Shavuot About the
Holiday Guide
Holiday
Shavuot is a major Jewish festival commemorating the giving of the Torah at Mt. Sinai, and is one of the three pilgrimage festivals mentioned in the Torah. The other two are Pesach and Sukkot. The Hebrew date of Shavuot is the sixth and seventh of Sivan, this year beginning on Saturday, June 4 at sundown and ending on Monday, June 6 at sundown. In Israel, and in liberal Jewish observance, Shavuot is celebrated for one day. The word Shavuot means weeks and the holiday falls on the fiftieth day following the seven-week Sefirah count begun on the second night of Pesach – Sefirat Ha-Omer. Shavuot is known by several names, each of which reveals a facet of the holiday’s character. Chag Ha-Katzir, Festival of the (wheat) Harvest, and Chag HaBikkurim, Festival of the First Fruits, highlight the ancient agricultural side of the holiday, which has been revitalized in the modern state of Israel.
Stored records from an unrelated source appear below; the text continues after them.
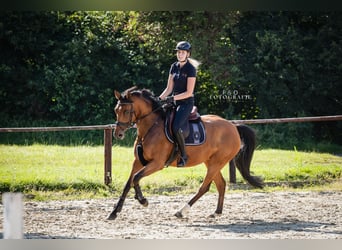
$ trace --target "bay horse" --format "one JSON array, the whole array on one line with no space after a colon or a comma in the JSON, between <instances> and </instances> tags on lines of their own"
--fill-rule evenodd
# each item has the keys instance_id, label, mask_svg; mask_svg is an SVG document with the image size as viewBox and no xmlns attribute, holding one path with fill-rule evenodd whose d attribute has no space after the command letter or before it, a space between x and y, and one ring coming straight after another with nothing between
<instances>
[{"instance_id":1,"label":"bay horse","mask_svg":"<svg viewBox=\"0 0 342 250\"><path fill-rule=\"evenodd\" d=\"M127 129L136 126L137 137L134 143L134 161L128 181L123 189L119 201L108 219L114 220L121 212L126 196L131 189L135 190L135 199L143 206L148 205L143 196L139 182L165 167L173 144L168 141L164 133L164 111L161 103L150 90L137 90L136 87L127 89L123 93L114 91L117 99L115 114L117 117L114 137L123 139ZM255 132L248 126L235 125L216 115L202 115L201 119L206 130L206 140L198 146L187 146L188 162L185 167L192 167L204 163L207 173L198 192L175 216L183 217L190 207L205 194L212 182L215 183L219 197L214 214L222 214L226 181L221 169L230 161L234 161L241 175L254 187L262 188L263 182L257 176L250 174L250 163L255 149ZM142 163L139 158L138 145L142 146ZM177 166L174 160L170 166Z\"/></svg>"}]
</instances>

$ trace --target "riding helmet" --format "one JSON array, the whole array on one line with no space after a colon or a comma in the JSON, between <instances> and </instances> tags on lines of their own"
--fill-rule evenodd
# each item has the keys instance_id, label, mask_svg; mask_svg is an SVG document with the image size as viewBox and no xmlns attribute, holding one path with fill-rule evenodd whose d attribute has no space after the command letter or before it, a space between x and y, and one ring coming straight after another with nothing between
<instances>
[{"instance_id":1,"label":"riding helmet","mask_svg":"<svg viewBox=\"0 0 342 250\"><path fill-rule=\"evenodd\" d=\"M177 43L175 50L191 51L191 44L187 41L181 41L181 42Z\"/></svg>"}]
</instances>

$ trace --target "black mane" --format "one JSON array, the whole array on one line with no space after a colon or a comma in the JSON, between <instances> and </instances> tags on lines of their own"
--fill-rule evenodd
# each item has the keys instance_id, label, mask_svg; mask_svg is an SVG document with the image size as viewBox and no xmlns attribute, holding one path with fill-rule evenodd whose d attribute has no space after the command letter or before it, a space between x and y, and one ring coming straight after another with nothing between
<instances>
[{"instance_id":1,"label":"black mane","mask_svg":"<svg viewBox=\"0 0 342 250\"><path fill-rule=\"evenodd\" d=\"M148 100L152 104L152 110L155 110L156 113L164 115L164 111L161 108L161 104L157 97L155 97L154 93L149 89L141 89L141 90L134 90L130 93L132 96L143 97L144 99Z\"/></svg>"}]
</instances>

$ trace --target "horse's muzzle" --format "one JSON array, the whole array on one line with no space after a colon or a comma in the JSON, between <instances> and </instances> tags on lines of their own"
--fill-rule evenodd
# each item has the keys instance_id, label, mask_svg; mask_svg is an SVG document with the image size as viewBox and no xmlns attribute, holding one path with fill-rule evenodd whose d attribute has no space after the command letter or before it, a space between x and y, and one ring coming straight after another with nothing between
<instances>
[{"instance_id":1,"label":"horse's muzzle","mask_svg":"<svg viewBox=\"0 0 342 250\"><path fill-rule=\"evenodd\" d=\"M125 138L125 130L117 126L113 131L113 136L115 139L123 140Z\"/></svg>"}]
</instances>

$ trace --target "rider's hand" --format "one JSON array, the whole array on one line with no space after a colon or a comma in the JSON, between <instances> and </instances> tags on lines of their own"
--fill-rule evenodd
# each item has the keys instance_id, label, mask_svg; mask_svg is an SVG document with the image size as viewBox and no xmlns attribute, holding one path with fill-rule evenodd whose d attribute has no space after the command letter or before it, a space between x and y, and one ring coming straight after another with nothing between
<instances>
[{"instance_id":1,"label":"rider's hand","mask_svg":"<svg viewBox=\"0 0 342 250\"><path fill-rule=\"evenodd\" d=\"M165 98L165 101L166 101L166 103L173 103L175 100L174 100L174 97L172 95L172 96L167 96Z\"/></svg>"}]
</instances>

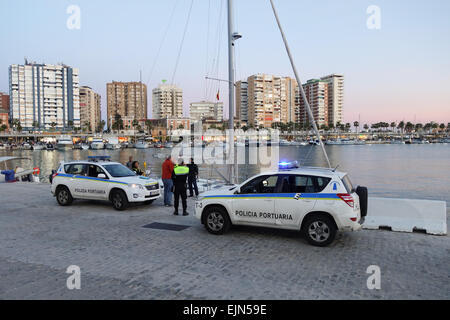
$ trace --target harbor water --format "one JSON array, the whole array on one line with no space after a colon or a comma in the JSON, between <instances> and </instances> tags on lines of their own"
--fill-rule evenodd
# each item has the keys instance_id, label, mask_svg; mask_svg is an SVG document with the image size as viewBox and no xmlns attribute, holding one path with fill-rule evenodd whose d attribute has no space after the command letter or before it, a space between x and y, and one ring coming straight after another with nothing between
<instances>
[{"instance_id":1,"label":"harbor water","mask_svg":"<svg viewBox=\"0 0 450 320\"><path fill-rule=\"evenodd\" d=\"M371 196L443 200L450 204L450 144L424 145L329 145L326 146L333 167L348 172L354 185L369 188ZM130 156L146 162L153 177L160 177L161 164L171 149L120 150L0 150L1 156L19 156L29 160L17 163L23 168L40 168L42 182L48 182L52 169L61 161L84 160L93 155L109 155L112 161L126 163ZM303 165L325 166L318 146L280 146L280 160L298 160ZM16 163L15 163L16 164ZM214 165L225 172L223 165ZM3 168L1 168L3 169ZM199 164L200 178L218 178L213 166ZM261 172L257 165L240 165L243 181ZM3 196L3 195L2 195Z\"/></svg>"}]
</instances>

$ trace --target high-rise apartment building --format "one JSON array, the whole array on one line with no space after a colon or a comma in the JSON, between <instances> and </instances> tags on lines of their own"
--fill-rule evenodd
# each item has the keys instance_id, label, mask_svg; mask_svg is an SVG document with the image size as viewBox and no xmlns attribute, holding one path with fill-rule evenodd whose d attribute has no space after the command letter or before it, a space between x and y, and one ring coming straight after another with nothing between
<instances>
[{"instance_id":1,"label":"high-rise apartment building","mask_svg":"<svg viewBox=\"0 0 450 320\"><path fill-rule=\"evenodd\" d=\"M9 95L0 92L0 132L9 129Z\"/></svg>"},{"instance_id":2,"label":"high-rise apartment building","mask_svg":"<svg viewBox=\"0 0 450 320\"><path fill-rule=\"evenodd\" d=\"M305 91L306 99L308 99L317 126L320 128L323 125L328 125L329 83L318 79L308 80L303 84L303 90ZM310 123L306 104L300 97L300 93L298 95L299 107L297 108L297 122L303 124Z\"/></svg>"},{"instance_id":3,"label":"high-rise apartment building","mask_svg":"<svg viewBox=\"0 0 450 320\"><path fill-rule=\"evenodd\" d=\"M189 118L196 121L204 119L223 121L223 103L209 101L192 102L189 107Z\"/></svg>"},{"instance_id":4,"label":"high-rise apartment building","mask_svg":"<svg viewBox=\"0 0 450 320\"><path fill-rule=\"evenodd\" d=\"M183 118L183 90L175 85L160 84L152 93L152 118Z\"/></svg>"},{"instance_id":5,"label":"high-rise apartment building","mask_svg":"<svg viewBox=\"0 0 450 320\"><path fill-rule=\"evenodd\" d=\"M236 118L242 122L248 122L248 82L236 82Z\"/></svg>"},{"instance_id":6,"label":"high-rise apartment building","mask_svg":"<svg viewBox=\"0 0 450 320\"><path fill-rule=\"evenodd\" d=\"M344 76L331 74L320 79L329 83L328 125L344 123Z\"/></svg>"},{"instance_id":7,"label":"high-rise apartment building","mask_svg":"<svg viewBox=\"0 0 450 320\"><path fill-rule=\"evenodd\" d=\"M101 98L92 88L80 88L80 123L81 127L96 132L101 121Z\"/></svg>"},{"instance_id":8,"label":"high-rise apartment building","mask_svg":"<svg viewBox=\"0 0 450 320\"><path fill-rule=\"evenodd\" d=\"M147 119L147 86L142 82L106 84L107 121L110 128L116 115L137 121Z\"/></svg>"},{"instance_id":9,"label":"high-rise apartment building","mask_svg":"<svg viewBox=\"0 0 450 320\"><path fill-rule=\"evenodd\" d=\"M247 79L248 123L254 127L270 128L275 122L295 121L294 79L256 74ZM242 88L242 87L241 87ZM241 96L237 98L245 100Z\"/></svg>"},{"instance_id":10,"label":"high-rise apartment building","mask_svg":"<svg viewBox=\"0 0 450 320\"><path fill-rule=\"evenodd\" d=\"M24 130L80 126L78 69L28 63L9 67L10 118Z\"/></svg>"},{"instance_id":11,"label":"high-rise apartment building","mask_svg":"<svg viewBox=\"0 0 450 320\"><path fill-rule=\"evenodd\" d=\"M0 92L0 109L9 111L9 95Z\"/></svg>"}]
</instances>

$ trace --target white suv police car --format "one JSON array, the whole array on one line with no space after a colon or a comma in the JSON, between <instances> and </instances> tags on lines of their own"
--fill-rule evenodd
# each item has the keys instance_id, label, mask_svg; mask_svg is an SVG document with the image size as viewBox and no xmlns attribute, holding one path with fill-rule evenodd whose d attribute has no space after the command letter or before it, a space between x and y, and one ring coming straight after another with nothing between
<instances>
[{"instance_id":1,"label":"white suv police car","mask_svg":"<svg viewBox=\"0 0 450 320\"><path fill-rule=\"evenodd\" d=\"M355 189L346 173L296 163L207 191L195 204L196 217L212 234L231 225L291 229L316 246L330 244L337 230L361 229L366 214L367 188Z\"/></svg>"},{"instance_id":2,"label":"white suv police car","mask_svg":"<svg viewBox=\"0 0 450 320\"><path fill-rule=\"evenodd\" d=\"M130 203L151 204L160 197L158 181L136 174L107 156L62 162L52 176L51 192L62 206L74 199L110 200L114 209Z\"/></svg>"}]
</instances>

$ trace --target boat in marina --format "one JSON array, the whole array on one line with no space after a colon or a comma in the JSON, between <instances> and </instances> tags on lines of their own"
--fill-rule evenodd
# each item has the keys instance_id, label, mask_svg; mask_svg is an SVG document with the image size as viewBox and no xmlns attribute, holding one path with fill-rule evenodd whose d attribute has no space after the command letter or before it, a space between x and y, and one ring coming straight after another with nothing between
<instances>
[{"instance_id":1,"label":"boat in marina","mask_svg":"<svg viewBox=\"0 0 450 320\"><path fill-rule=\"evenodd\" d=\"M73 140L70 136L60 136L56 140L56 149L60 151L71 150L73 148ZM48 148L47 148L48 150Z\"/></svg>"},{"instance_id":2,"label":"boat in marina","mask_svg":"<svg viewBox=\"0 0 450 320\"><path fill-rule=\"evenodd\" d=\"M44 149L45 149L45 144L42 144L42 143L33 144L33 150L35 150L35 151L44 150Z\"/></svg>"},{"instance_id":3,"label":"boat in marina","mask_svg":"<svg viewBox=\"0 0 450 320\"><path fill-rule=\"evenodd\" d=\"M92 150L103 150L105 149L105 143L103 142L103 138L95 137L92 139L90 148Z\"/></svg>"},{"instance_id":4,"label":"boat in marina","mask_svg":"<svg viewBox=\"0 0 450 320\"><path fill-rule=\"evenodd\" d=\"M13 176L15 181L39 182L40 169L38 167L33 168L32 165L27 166L27 168L22 168L20 167L19 160L21 162L23 160L31 161L30 158L24 157L0 157L0 168L3 171L3 174L0 174L0 183L11 182L7 181L8 176Z\"/></svg>"},{"instance_id":5,"label":"boat in marina","mask_svg":"<svg viewBox=\"0 0 450 320\"><path fill-rule=\"evenodd\" d=\"M105 147L108 150L118 150L122 147L119 143L118 137L107 137L106 140L107 142Z\"/></svg>"},{"instance_id":6,"label":"boat in marina","mask_svg":"<svg viewBox=\"0 0 450 320\"><path fill-rule=\"evenodd\" d=\"M55 150L55 146L53 145L53 143L47 143L45 145L45 150L53 151L53 150Z\"/></svg>"},{"instance_id":7,"label":"boat in marina","mask_svg":"<svg viewBox=\"0 0 450 320\"><path fill-rule=\"evenodd\" d=\"M136 149L148 149L148 148L150 147L150 145L149 145L148 142L145 141L145 140L139 140L138 142L136 142L136 143L134 144L134 147L135 147Z\"/></svg>"}]
</instances>

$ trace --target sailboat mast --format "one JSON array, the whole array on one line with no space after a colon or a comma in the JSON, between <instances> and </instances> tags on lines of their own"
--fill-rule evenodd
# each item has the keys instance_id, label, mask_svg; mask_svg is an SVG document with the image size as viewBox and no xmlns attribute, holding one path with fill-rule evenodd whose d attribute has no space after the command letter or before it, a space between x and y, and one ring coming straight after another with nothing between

Z’man Matan Torateinu, the season of the giving of our Torah, emphasizes the spiritual and communal aspect of the holiday. At the moment God gave, and the Jews accepted, the Torah at Sinai, a covenantal community was created. God had previously entered into covenantal relationships with individuals. When B’nai Yisrael pledged, “Na’aseh V’Nishma,” We Will Do, And We Will Hear,” the entire community became part of a committed relationship with God. Our Rabbis teach that all of the Jewish people were standing at Sinai, those alive at that time, those yet unborn, and those who during the course of their lives would choose to become Jews. Shavuot is linked to Pesach by the counting of the Omer, and without Shavuot and the receiving of the Torah, Pesach loses its essential conclusion. Without Shavuot, the dramatic liberation of Pesach would merely have let us out into the desert.